Kati and Michael look great. They were rested and Michael had changed, you could see it in his eyes and posture. He has some facial hair now, which fosters the type of look you expect from new professors trying to look older than their students. It works on him. Kati looked well but starved for the familiar. I wanted to put her in my rental car and drive her away from her current job for a bit. She was squirrelly like I am when I need to go on a long walk away from everything for awhile.

We couldn’t talk as long as I’d like, but we talked as long as I could without falling asleep in the Stone Mountain Waffle House. And that had to be enough. I am still pissed that my Christmas presents to them have been lost in the mail, because I put a lot of thought into their boxes and now those boxes are just gone, disappeared into the US mail system’s crazy maze of lost things. That or a postal carrier somewhere is having a little party with chocolates, Garam Marsala, pesto sauce, star anise and herbal teas.

We gossiped about as much as we could. Kati asked about Devon, Michael asked after The Republican. I need to go to Chicago. I also need to go to Boston, but Aral has a problem with e-mailing me back, so I suppose Chicago might be up first. Unless Aral needs help moving, in which case I’m off to Boston. I don’t know. I should buy lots of plane tickets: one for Skeet to get here from Nashville for his birthday, one for me to visit Chicago, one for my sister to Savannah, one for me to visit my aunt in Texas, one for my Grandmother to come visit, and then…I could give all the frequent flyer miles to The Republican. Because I am now an addict when it comes to The Republican’s attentions.

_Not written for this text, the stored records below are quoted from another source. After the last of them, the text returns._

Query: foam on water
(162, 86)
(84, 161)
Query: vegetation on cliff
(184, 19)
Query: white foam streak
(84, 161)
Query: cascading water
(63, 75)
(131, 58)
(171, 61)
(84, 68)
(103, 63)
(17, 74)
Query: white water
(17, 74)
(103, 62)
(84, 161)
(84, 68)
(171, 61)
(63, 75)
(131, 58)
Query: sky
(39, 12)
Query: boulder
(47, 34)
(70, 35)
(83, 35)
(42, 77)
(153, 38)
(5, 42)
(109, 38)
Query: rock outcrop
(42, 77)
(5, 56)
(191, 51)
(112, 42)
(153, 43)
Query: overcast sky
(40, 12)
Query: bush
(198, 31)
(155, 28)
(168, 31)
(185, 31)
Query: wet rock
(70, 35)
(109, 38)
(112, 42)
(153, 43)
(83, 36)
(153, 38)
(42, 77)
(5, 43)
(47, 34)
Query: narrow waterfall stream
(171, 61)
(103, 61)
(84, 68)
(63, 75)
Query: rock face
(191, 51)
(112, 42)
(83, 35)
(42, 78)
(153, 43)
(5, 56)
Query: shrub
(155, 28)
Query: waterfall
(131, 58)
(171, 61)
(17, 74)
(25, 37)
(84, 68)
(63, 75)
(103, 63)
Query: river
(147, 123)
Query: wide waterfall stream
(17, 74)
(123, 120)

Love is another addiction, just like the copper-gold box of dark chocolates he gave me for Valentine’s day, or the monster shows we watched Sunday, curled in his living room under warm blankets. For Lent, I’m giving up on half my phone calls to him. Calling The Republican is like drinking; I want to do it, and it might make me a little giddy, but afterwards there’s a hollow knawing on my insides. I shouldn’t have. This is too much. I can’t handle the way this makes me feel. I don’t know how to deal. I hate dating more than anything in the entire world, and the only thing worse than dating is not dating at all. The masculine objects of my true affections always tear me up in a million little ways. This is at least the fourth time I’ve been through this; you’d think I’d learn by now. But I never do. I can’t help myself. They just…smell good. And now I’m off on a tangent.

The truth is, I need Spring. I need it more than anything in the whole world. So I called up Dust, who is the vernal equinox boy, and demanded he get on with it all ready. He sighed at me the way he does when I’m being unreasonable.

“Look, I’m working on it, OK? I figure if I concentrate real hard for the next four weeks, then it’ll be ready.”

That’s not soon enough. I want Spring and I want it NOW.

“Well, you’ll just have to wait.”

He was positively intractable on the point. The next four weeks will pass like syrup for me, as I wait and wait for the ice to break, for the sun to shine on me full time, for the bulbs to show me what they’ve been working on all year. This is torture.